Don't just build the page, get featured on other people's pages
Here's the tactic most teams miss, and it might be more important than building your own "best of" pages at all. AI engines pull from established publishers' "best of" lists, not just from brand-owned content. If your competitor is regularly featured on top 10 lists where you never make it into the top 5, the citation gap isn't going to close just by writing your own page.
The advice from one widely-quoted GEO source is bluntly tactical: "Is your competitor regularly featured on top 10 lists where you never make it to the top 5? Offer the publisher who created the list an affiliate deal they cannot decline."
The point isn't cynicism. The point is that getting featured in third-party "best of" lists is a higher-leverage GEO investment than writing your own. Third-party content gets cited at much higher rates than self-promotional content, sometimes 4x the rate, and the third-party listicles that already exist in your category are more important to your AI visibility than any page you build on your own blog.
The right two-pronged strategy:
- Build your own "best of" pages for your category, with you ranked honestly somewhere in the mix, written as neutral editorial. This is your contribution to the category.
- Aggressively pursue inclusion in third-party "best of" pages for the same category. Reach out to publishers, offer to be reviewed, provide free trial access, share data, accept honest feedback. This is where the big citation lift comes from.
The brands winning AI search aren't only the ones publishing listicles, they're the ones appearing in everyone else's listicles.
Update the page on a real cadence
"Best of" content decays fast. Pricing changes. Features ship. Companies get acquired. Tools that were great a year ago aren't anymore. AI engines weight freshness heavily, and a "Best CRM 2026" page that hasn't been touched since 2024 looks stale to both humans and extractors.

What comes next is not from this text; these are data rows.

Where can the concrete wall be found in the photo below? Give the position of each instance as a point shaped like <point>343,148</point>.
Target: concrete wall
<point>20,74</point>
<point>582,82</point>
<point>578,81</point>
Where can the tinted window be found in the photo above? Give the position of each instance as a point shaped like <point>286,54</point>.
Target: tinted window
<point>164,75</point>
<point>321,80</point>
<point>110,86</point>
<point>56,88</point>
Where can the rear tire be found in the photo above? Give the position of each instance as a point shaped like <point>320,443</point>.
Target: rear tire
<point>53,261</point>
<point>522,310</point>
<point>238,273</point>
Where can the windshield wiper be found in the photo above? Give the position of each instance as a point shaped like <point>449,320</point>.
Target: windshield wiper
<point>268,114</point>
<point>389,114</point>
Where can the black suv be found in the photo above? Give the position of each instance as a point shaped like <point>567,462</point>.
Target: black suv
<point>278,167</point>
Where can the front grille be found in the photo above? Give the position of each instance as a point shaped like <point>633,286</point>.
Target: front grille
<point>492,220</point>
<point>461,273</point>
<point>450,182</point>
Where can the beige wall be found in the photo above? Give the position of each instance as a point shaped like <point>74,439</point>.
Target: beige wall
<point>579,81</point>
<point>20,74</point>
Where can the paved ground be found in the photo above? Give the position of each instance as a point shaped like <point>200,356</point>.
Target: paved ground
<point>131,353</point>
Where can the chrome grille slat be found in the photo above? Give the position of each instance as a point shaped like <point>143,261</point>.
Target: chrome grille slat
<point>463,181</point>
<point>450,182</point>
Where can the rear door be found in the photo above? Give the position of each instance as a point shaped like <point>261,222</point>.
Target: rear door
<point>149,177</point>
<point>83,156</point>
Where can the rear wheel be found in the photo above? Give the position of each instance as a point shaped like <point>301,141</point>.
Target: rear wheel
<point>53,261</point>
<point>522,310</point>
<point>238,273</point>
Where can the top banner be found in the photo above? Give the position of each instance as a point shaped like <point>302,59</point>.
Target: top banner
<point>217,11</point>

Quarterly updates are the right cadence for most "best of" pages in fast-moving categories. For each update:
- Re-verify pricing for every option
- Re-check review counts and aggregate ratings
- Add any new entrants worth including
- Remove or downgrade options that have lost relevance
- Bump the "Last updated" date prominently
Pages refreshed quarterly outperform stale pages by a wide margin in citation behavior, and the cost of a quarterly refresh is minimal compared to writing a new page from scratch.
Use the right schema
For "best of" content, the schema combination that matters:
- ItemList, to mark up the ranked list of options as an explicit list with order
- Product, for each option in the list, with name, description, brand, and aggregateRating
- Review, if you're including written evaluations
- FAQPage, for any FAQ section at the bottom
The combination tells AI engines unambiguously: "this is a ranked list of products, with these ratings, in this order." Schema isn't a substitute for good writing, but it accelerates parsing and makes the page legible to extractors that would otherwise have to guess at the structure.

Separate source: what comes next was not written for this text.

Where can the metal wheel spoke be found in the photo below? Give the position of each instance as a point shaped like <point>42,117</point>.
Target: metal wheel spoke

The format AI commercial answers depend on
"Best of" pages are the format AI commercial answers depend on. They're the canonical source for the highest-intent prompts in any category, and they reward discipline, structure, and editorial honesty in a way that few other formats do.

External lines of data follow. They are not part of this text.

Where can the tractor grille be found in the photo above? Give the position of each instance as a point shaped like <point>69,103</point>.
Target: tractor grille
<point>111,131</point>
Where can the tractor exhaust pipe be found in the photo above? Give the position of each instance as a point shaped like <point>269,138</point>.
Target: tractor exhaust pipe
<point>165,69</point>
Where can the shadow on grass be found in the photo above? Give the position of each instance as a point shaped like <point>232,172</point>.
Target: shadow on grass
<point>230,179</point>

Build the page as a list. Add pros and cons for every entry. Lead with a comparison table. Include real evidence. Stay neutral. Update quarterly. Schema it properly. And, more importantly, pursue inclusion in other people's "best of" pages, because that's where the bulk of your AI citation potential lives. The best-of strategy that wins treats both your own content and your earned third-party features as parts of the same investment.